(Nouakchott) L’ex-président mauritanien Mohamed Ould Abdel Aziz, tombé en disgrâce, a été entendu mercredi par le procureur, à la suite d’une kyrielle de hauts personnages cités dans vaste enquête sur des faits de corruption présumés commis sous ses mandats, selon une source judiciaire.

M. Aziz « est arrivé au palais de justice dans un car de police sous haute escorte et a été introduit chez le procureur Ahmedou Ould Abdallahi », a indiqué cette source ayant requis l’anonymat en raison de la confidentialité des investigations et de la sensibilité de l’affaire.

Aucune information n’a été communiquée publiquement sur les suites que pourrait avoir cette audition et sur une éventuelle inculpation.

« Il s’agit de traîner tout un système et ses hommes devant la police et de souiller leur honneur », s’est ému dans un communiqué le collectif d’avocats qui défend l’ancien président, assurant que celui-ci était « protegé » par la Constitution.  

M. Aziz fait partie de dizaines de personnalités de l’État ou des affaires convoquées depuis mardi par la police à Nouakchott pour être présentées à tour de rôle au procureur.

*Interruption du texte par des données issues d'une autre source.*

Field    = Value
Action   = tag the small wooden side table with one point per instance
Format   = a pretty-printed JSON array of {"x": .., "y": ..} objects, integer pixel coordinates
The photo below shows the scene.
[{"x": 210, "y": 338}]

Mardi, ils ont été une trentaine à attendre leur tour, a rapporté un responsable policier.

Parmi eux figuraient deux anciens premiers ministres, onze anciens ministres, plusieurs directeurs d’établissements publics et des hommes d’affaires, a-t-il dit.

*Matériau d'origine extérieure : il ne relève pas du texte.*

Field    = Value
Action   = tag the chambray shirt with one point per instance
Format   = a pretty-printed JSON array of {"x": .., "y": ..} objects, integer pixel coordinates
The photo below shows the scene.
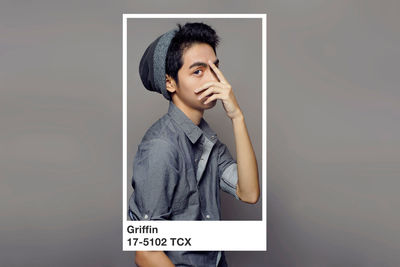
[{"x": 178, "y": 171}]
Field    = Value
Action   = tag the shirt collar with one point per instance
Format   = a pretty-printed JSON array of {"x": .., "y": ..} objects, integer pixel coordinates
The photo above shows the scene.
[{"x": 192, "y": 131}]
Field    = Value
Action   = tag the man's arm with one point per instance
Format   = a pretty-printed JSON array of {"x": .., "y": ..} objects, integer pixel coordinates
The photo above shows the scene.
[
  {"x": 152, "y": 258},
  {"x": 248, "y": 189}
]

Des dizaines, « voire des centaines » de personnes sont concernées par le dossier, a dit un responsable policier sans préciser si toutes seraient convoquées.

Une dizaine d’entre elles ont déjà été entendues par le parquet mardi soir et remises à la police en attendant la décision du procureur qui « doit auditionner tout ce beau monde avant de se prononcer sur leur cas, de façon individuelle », a indiqué un responsable judiciaire.

La décision du procureur est attendue rapidement après la fin des auditions dans les prochains jours.

La justice est saisie depuis août 2020 du rapport d’une commission d’enquête parlementaire chargée de faire la lumière sur des faits présumés de corruption et de détournement de fonds publics pendant les plus de dix années de pouvoir de M. Ould Abdel Aziz (2008-2019).

La commission s’est penchée sur plusieurs aspects : gestion des revenus pétroliers, vente de domaines de l’État, liquidation d’une société publique assurant l’approvisionnement du pays en denrées alimentaires ou activités d’une société chinoise de pêche.

Arrivé au pouvoir par un coup d’État militaire, M. Ould Abdel Aziz a été élu en 2009 et réélu en 2014 président de ce pays pauvre d’Afrique de l’Ouest de 4,5 millions d’habitants. Son ancien chef de cabinet et ministre, Mohamed Ould Cheikh El Ghazouani, son dauphin, lui a succédé en 2019.

Sous la présidence de M. Ghazouani pourtant, l’ex-président a perdu en décembre 2019 la direction de l’Union pour la République (UPR), parti qu’il a fondé. En août 2020, il a été interrogé plusieurs jours par les policiers et est ressorti privé de son passeport.

Un juge doit se prononcer le 18 mars sur un recours de M. Ould Abdel Aziz contre l’interdiction qui lui a été signifiée de sortir de Nouakchott.

Il crie au « règlement de comptes ». Son successeur a constamment invoqué l’indépendance de la justice.

M. Ould Abdel Aziz a pour le moment gardé le silence lors des interrogatoires.

Il « s’attache toujours à l’immunité que lui accorde la Constitution en tant qu’ancien président » et il « continuera de refuser de répondre aux questions ou de signer quoi que ce soit », a dit à l’AFP l’un de ses avocats, Me Mohameden Ould Icheddou.